Following an open discussion on what works and what we still need to develop, we collectively identified a set of challenges that we have encountered when trying to design policies in a more open manner:

  • Lack of information sharing within and between departments in terms of the policy areas they work on

  • Sharing information in a way that is useful for others without breaching privacy laws, mitigating concerns

  • How to stimulate culture change towards open policymaking in the light of competing priorities?

  • What is the appropriate relationship between the civil society and government

  • How to get a permission to do open policy?

  • How to evaluate participatory policy projects? How to react when organisations say that the process didn’t work out?

What do we need to do to enable open policymaking?

During the discussion, we came up with a number of high-level actions that could support more open policymaking.

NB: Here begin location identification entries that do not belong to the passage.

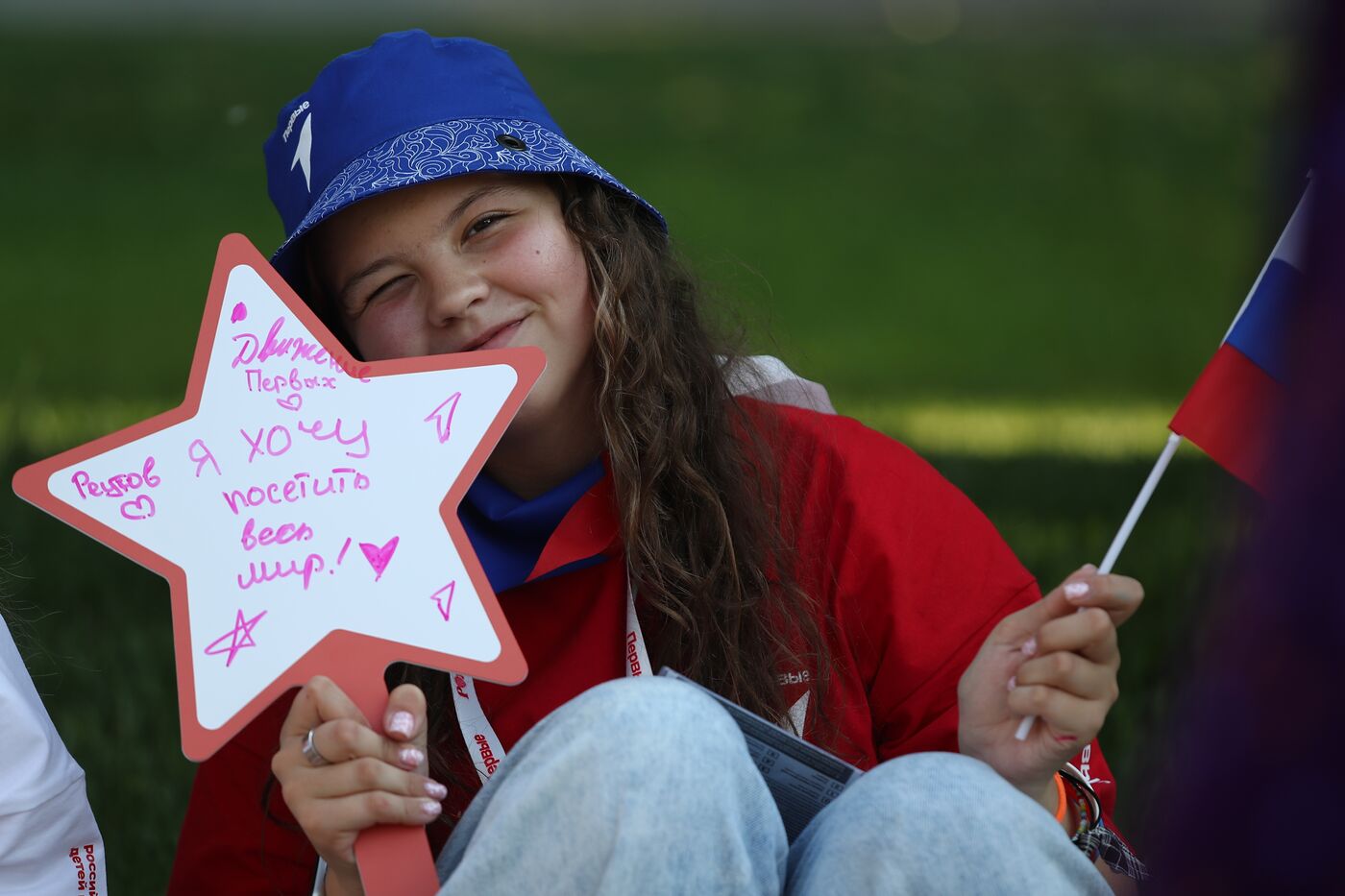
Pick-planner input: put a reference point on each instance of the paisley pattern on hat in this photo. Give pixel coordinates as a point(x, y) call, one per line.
point(451, 148)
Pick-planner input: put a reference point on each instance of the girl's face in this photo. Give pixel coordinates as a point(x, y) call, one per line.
point(477, 261)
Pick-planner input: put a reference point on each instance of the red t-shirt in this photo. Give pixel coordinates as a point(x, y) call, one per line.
point(912, 574)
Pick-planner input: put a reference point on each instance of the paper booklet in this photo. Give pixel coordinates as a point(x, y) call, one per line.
point(802, 778)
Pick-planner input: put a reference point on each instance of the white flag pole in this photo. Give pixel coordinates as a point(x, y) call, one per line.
point(1123, 534)
point(1288, 248)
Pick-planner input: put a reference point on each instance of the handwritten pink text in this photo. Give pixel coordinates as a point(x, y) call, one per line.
point(265, 536)
point(298, 487)
point(258, 572)
point(255, 350)
point(116, 486)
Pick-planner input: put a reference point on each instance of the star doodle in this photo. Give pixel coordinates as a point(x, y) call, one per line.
point(238, 638)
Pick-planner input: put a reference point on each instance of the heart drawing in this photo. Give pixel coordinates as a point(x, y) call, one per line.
point(379, 557)
point(141, 507)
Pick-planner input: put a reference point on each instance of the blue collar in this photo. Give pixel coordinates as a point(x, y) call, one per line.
point(508, 533)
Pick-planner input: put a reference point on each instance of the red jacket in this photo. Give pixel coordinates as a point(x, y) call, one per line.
point(912, 573)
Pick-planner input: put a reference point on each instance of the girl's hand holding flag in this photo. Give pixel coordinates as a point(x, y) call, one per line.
point(1055, 660)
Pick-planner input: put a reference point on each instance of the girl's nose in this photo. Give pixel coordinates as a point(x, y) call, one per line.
point(452, 292)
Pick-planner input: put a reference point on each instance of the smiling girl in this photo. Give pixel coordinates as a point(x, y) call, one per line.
point(655, 502)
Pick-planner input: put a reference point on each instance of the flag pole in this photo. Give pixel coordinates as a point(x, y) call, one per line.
point(1123, 534)
point(1140, 502)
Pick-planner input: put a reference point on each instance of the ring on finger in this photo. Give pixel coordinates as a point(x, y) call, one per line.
point(311, 754)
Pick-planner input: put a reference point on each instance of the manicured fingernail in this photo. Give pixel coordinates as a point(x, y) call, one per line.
point(401, 722)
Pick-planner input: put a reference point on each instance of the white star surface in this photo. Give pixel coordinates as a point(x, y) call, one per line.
point(299, 499)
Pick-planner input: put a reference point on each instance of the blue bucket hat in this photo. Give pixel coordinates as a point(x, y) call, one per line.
point(406, 110)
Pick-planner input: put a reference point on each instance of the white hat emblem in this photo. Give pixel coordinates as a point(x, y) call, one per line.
point(305, 151)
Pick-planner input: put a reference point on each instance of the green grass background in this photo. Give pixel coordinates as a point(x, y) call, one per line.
point(1052, 233)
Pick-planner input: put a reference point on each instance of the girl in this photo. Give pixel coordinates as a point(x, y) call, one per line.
point(642, 512)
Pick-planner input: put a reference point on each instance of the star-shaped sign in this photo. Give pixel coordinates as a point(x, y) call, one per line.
point(302, 505)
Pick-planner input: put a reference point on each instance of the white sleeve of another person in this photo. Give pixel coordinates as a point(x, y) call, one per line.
point(49, 838)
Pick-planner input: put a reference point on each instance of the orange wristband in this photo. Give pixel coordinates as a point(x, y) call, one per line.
point(1063, 804)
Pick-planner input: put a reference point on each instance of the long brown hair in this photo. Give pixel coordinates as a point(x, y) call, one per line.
point(693, 472)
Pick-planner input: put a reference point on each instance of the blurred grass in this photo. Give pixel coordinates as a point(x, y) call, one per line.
point(1015, 255)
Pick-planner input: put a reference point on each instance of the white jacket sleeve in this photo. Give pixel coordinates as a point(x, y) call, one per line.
point(49, 838)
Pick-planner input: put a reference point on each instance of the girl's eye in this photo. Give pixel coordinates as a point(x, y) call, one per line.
point(481, 224)
point(385, 289)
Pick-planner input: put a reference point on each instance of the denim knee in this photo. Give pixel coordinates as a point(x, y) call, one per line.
point(937, 822)
point(654, 722)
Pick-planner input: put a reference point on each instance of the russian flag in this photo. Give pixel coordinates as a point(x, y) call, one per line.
point(1231, 412)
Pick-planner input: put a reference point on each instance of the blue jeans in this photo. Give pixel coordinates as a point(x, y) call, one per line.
point(643, 786)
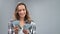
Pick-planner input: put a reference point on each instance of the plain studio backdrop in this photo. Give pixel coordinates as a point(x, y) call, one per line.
point(45, 13)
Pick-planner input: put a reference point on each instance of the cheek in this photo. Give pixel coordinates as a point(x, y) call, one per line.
point(22, 13)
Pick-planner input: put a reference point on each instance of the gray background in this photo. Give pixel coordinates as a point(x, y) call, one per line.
point(45, 13)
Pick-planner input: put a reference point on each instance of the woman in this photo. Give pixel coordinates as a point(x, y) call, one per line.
point(22, 23)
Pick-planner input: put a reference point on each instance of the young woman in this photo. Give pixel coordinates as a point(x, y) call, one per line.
point(22, 23)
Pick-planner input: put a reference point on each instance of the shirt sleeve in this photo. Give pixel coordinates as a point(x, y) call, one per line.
point(10, 29)
point(33, 29)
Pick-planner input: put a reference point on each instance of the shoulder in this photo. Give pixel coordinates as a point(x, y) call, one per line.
point(14, 22)
point(33, 23)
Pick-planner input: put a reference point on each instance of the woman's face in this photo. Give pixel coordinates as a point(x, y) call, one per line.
point(21, 11)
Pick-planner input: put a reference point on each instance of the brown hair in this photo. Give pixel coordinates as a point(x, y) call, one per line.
point(16, 15)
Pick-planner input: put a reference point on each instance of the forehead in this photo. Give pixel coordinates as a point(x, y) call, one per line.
point(21, 7)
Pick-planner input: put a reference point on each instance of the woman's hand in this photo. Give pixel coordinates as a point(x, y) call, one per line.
point(25, 31)
point(16, 29)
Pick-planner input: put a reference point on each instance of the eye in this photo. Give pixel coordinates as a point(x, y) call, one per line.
point(19, 10)
point(23, 9)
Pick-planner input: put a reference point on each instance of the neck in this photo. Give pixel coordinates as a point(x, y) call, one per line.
point(21, 19)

To enable open policymaking, we need to:

  • Move away from the policymaking jargon to increase accessibility

  • Be honest and open externally and internally, this includes telling senior officials what they should hear, rather than what they want to hear

  • Become smart commissioners - understand what skills are needed to commission the work properly, e.g. specialist skills for data collection and analysis

  • Use links to other countries and share learnings internationally

  • Proactively publish information instead of finding new ways to hide it; public servants need to recognise that information they produce should be open and available

  • Work in the ‘national framework, local delivery’ approach that acknowledges the local differences and enables more flexible, better-targeted implementation

If you are a policymaker willing to engage in a more open policy making practice, this is a set of specific, immediate actions we developed during the workshop:

  • Create more place-based policy case studies and proactively use the case studies that already exist, e.g. OGP examples, improve data information sharing on case work across divisions and make existing user research available to policymakers

  • Incorporate ‘who is this for’ question in every policy/ministerial submission, identify the target ‘citizen’ this policy will affect

  • Share the blobs and squares video with colleagues

  • Build budget lines around accessibility and inclusion for every project and justify it in case of any push-backs Properly commission experts to run and facilitate events that are aimed to stimulate dialogue and focus on accessibility for participation

  • Build stakeholder engagement into how we assess civil servants

We also developed a set of long-term goals:

  • Set up secondments into civil society organisations for the government officials

  • Focus more attention on local government

  • Involve people in making crucial decisions

  • Recruit for a truly representative, diverse government

As summed up by Vasant Chari from the PolicyLab, government systems are difficult to break into and small changes are the best way forward. We need to celebrate small victories and open up the policymaking process step by step. In the words of Doreen Grove, ‘none of this is easy but if we don’t try, we will never change’.

This is an open discussion led by DCMS and our civil society partners, not an official statement of policy.